And what does a Red List assessment involve?
An IUCN Red List assessment tells us the relative extinction risk of a species. Each assessment includes an account with information on the distribution (including a distribution map), population, habitats and ecology, use and trade, threats, and conservation and research actions relevant to the species. This information is then used to assign species to a category of extinction risk based on data driven and objective criteria. The criteria are designed to identify species at higher relative risk of extinction based on their population size, population trend, or geographic range, together with information on threats acting on the species. Species assessed as Vulnerable (VU), Endangered (EN), or Critically Endangered (CR) are described as threatened. However, the Red List isn’t just limited to those species at high risk of extinction – it includes information on all species that have been assessed against the categories and criteria, including those assessed as Least Concern (LC) and considered to be at low relative risk of extinction, for example.

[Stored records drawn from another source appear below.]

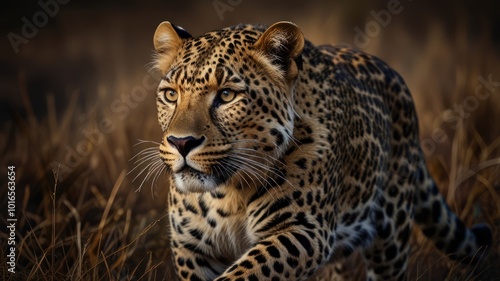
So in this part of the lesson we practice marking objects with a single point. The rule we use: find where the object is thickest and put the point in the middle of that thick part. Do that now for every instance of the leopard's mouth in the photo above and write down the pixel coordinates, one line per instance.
(189, 179)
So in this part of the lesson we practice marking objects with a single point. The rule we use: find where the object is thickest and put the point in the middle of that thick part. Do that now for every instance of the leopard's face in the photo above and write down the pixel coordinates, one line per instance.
(225, 105)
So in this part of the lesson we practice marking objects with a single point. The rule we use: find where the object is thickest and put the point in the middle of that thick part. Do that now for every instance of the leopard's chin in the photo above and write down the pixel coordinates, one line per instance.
(191, 180)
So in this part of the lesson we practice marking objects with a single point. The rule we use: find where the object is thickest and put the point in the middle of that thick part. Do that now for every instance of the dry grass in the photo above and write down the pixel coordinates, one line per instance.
(87, 223)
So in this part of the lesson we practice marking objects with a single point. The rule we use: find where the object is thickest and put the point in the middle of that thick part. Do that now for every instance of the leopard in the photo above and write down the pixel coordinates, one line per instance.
(283, 156)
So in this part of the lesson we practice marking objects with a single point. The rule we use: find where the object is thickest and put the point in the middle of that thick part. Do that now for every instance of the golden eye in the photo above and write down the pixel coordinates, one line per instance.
(170, 95)
(227, 95)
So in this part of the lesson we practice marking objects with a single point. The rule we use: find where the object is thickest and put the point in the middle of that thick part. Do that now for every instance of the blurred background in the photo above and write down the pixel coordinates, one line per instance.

We work with species experts and conservation scientists to draft Red List assessments based on the best available knowledge at the time of assessment. Anyone with knowledge of the global population of a species can be an assessor, but in practice most assessments are drafted by members of the IUCN Species Survival Commission (SSC) Specialist Groups. Once drafted, assessments are reviewed by independent experts to ensure the data presented are correct and complete. Prior to the COVID-19 pandemic, these first steps (drafting and review) often took place in workshops where we gathered species experts to assess the freshwater species native to a particular region and/or taxonomic group, but at present assessments are completed remotely by individuals or groups of experts collaborating online. Once reviewed, assessments are submitted to the IUCN Red List Unit in Cambridge, UK for final consistency checks before being published on the IUCN Red List website, which is recognised as an online scientific journal.
Once published, IUCN Red List data are available for many uses by a number of sectors: education and public awareness, scientific analyses, influencing conservation policy, informing conservation planning and priority setting, assisting with private sector decision making, and more. To search for a species on the IUCN Red List, simply enter its scientific or common name into the search bar at the top of the website. If the species has been assessed for the Red List, you will be taken to its species account.